Read small-molecule CIF files

Reported by: Tom Goddard Owned by: Greg Couch
Priority: low Milestone:
Component: Input/Output Version:
Keywords: Cc: Eric Pettersen, Elaine Meng, kristen.browne@…
Blocked By: Blocking:
Notify when closed: Platform: all
Project: ChimeraX

Description

ChimeraX currently cannot read small molecule CIF file. For the attached file it gives the warning

Skipping atom_site category: Missing column 'label_asym_id' near line 191

Although these are not a high priority, they were readable in Chimera and there are some users who use this (e.g. Chimera ticket #18141).

Attachments (11)

2-compound.cif (201.5 KB ) - added by Tom Goddard 5 years ago.
fecl2_0 (1).cif (2.8 KB ) - added by kristen.browne@… 3 years ago.
Added by email2trac
phosphorene_0.cif (1.3 KB ) - added by kristen.browne@… 3 years ago.
Added by email2trac
ms4689_0.cif (23.5 KB ) - added by kristen.browne@… 3 years ago.
Added by email2trac
4323526.cif (36.6 KB ) - added by kristen.browne@… 3 years ago.
Added by email2trac
is2642.cif (15.7 KB ) - added by kristen.browne@… 3 years ago.
Added by email2trac
M48L96.cif (154.2 KB ) - added by kristen.browne@… 3 years ago.
Added by email2trac
10078.cif (22.4 KB ) - added by kristen.browne@… 3 years ago.
Added by email2trac
fjw1901.cif (253.4 KB ) - added by kristen.browne@… 3 years ago.
Added by email2trac
mo_12hp_kp1_0m_0.cif (566.1 KB ) - added by kristen.browne@… 3 years ago.
Added by email2trac
298447.cif (9.5 KB ) - added by kristen.browne@… 3 years ago.
Added by email2trac

Download all attachments as: .zip

Change History (29)

by Tom Goddard, 5 years ago

Attachment: 2-compound.cif added

comment:1 by Eric Pettersen, 3 years ago

Cc: kristen.browne@… added

Also used in NIH pipeline (see #8025 for example), so I don't know if priority should stay "low" or not.

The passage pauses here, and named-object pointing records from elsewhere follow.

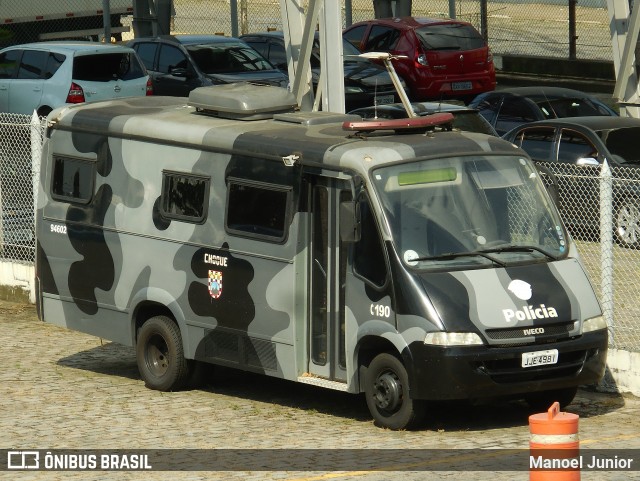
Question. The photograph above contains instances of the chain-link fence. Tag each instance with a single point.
(590, 197)
(18, 183)
(547, 28)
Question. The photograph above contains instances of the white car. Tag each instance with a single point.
(43, 76)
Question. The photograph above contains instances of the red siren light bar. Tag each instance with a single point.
(413, 123)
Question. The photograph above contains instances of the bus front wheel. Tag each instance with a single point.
(387, 394)
(160, 355)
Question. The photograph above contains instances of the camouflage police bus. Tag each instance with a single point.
(401, 259)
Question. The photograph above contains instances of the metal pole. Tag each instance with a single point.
(484, 29)
(106, 20)
(606, 246)
(572, 29)
(234, 17)
(244, 23)
(348, 13)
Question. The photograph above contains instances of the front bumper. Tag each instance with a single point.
(479, 372)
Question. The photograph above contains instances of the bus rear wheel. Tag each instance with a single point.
(387, 393)
(160, 355)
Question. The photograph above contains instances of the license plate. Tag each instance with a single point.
(384, 99)
(539, 358)
(461, 86)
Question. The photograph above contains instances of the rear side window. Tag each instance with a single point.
(538, 143)
(54, 62)
(73, 179)
(452, 36)
(9, 63)
(257, 210)
(33, 64)
(107, 66)
(147, 53)
(184, 197)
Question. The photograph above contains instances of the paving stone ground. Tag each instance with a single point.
(65, 390)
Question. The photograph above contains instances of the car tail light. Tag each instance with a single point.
(76, 94)
(421, 59)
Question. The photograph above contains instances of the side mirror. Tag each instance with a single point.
(587, 161)
(349, 221)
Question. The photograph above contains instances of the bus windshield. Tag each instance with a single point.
(469, 211)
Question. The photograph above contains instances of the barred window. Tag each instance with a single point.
(184, 196)
(73, 179)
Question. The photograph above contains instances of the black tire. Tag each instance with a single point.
(160, 355)
(386, 386)
(543, 400)
(628, 223)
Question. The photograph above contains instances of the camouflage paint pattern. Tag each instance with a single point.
(104, 266)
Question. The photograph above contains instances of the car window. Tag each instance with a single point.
(9, 63)
(382, 38)
(573, 146)
(569, 108)
(212, 59)
(537, 142)
(623, 143)
(171, 58)
(147, 53)
(514, 112)
(54, 61)
(354, 36)
(32, 64)
(276, 55)
(105, 67)
(453, 36)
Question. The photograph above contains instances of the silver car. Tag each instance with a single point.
(46, 75)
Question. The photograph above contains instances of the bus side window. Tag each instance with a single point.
(73, 179)
(368, 253)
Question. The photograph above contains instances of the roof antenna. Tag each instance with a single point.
(386, 57)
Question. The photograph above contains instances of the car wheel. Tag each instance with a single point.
(543, 400)
(628, 223)
(387, 394)
(160, 355)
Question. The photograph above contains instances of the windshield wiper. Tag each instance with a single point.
(453, 255)
(514, 248)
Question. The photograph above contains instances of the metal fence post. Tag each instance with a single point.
(606, 246)
(36, 153)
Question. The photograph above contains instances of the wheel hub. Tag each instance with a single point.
(388, 391)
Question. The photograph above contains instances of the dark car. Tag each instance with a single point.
(443, 58)
(508, 108)
(464, 118)
(180, 63)
(365, 82)
(574, 149)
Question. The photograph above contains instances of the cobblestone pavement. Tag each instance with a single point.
(65, 390)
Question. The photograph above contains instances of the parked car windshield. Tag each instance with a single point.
(228, 58)
(471, 212)
(622, 143)
(452, 36)
(105, 67)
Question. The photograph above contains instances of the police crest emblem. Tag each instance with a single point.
(215, 284)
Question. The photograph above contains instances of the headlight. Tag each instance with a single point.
(594, 324)
(453, 339)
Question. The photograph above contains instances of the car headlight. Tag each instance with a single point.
(453, 339)
(594, 324)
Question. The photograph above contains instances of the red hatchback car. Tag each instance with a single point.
(445, 58)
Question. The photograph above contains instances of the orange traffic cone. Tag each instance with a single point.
(554, 448)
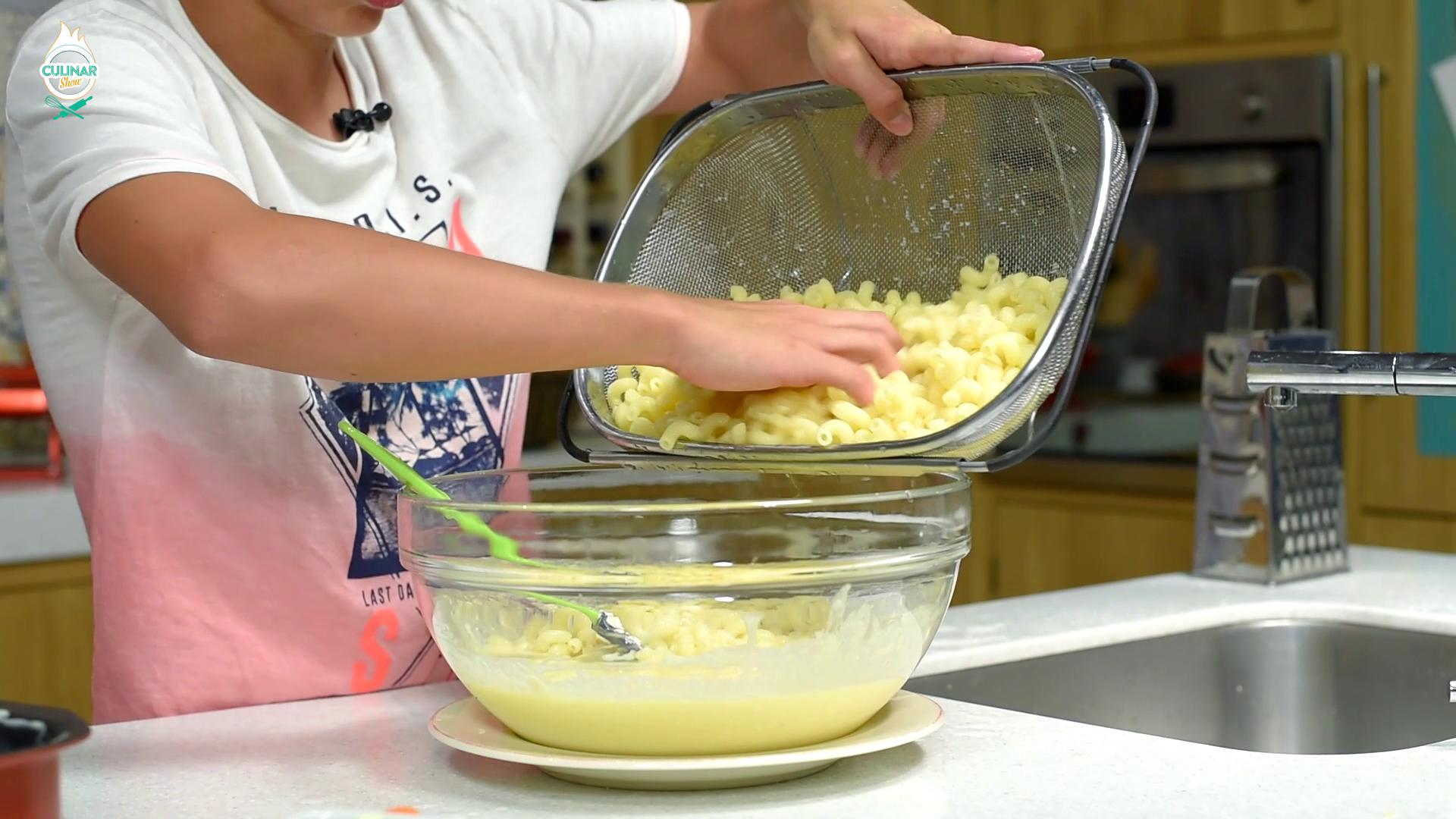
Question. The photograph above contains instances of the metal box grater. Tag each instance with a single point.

comment:2 by Greg Couch, 3 years ago

Added small molecule CIF support to daily build.

Open with:

  • "open 9253.cif format corecif"
  • "open 1000001 from cod" to open from the Crystallography Open Database
  • "open 1000001 from pcod" to open from the Predicted Crystallography Open Database

Still to do:

  • figure out why "open 9253.cif format smallcif" doesn't work
  • add symmetry support, eg., COD 2102215
  • when opening file as mmCIF fails, try coreCIF
  • would like "open formats" to list cod database with format corecif not cod
  • COD instead of cod for database?

comment:3 by Eric Pettersen, 3 years ago

smallcif not working seems like my bug. Let me look into it. The Clustal ALN sequence format has the same problem -- the second nickname doesn't work.

comment:5 by Greg Couch, 3 years ago

Also need to handle alternate locations. For example, COD 4128365, which is the largest entry in the COD at 60M, has alternate locations.

comment:6 by Tom Goddard, 3 years ago

On Nov 15, 2022, at 8:56 PM, Greg Couch wrote:

Hi Tom,

Are you aware of Spglib?  "Spglib is a library for finding and handling crystal symmetries written in C."  And there is a Python interface.  https://spglib.github.io/spglib/index.html, https://pypi.org/project/spglib/.  Looks interesting.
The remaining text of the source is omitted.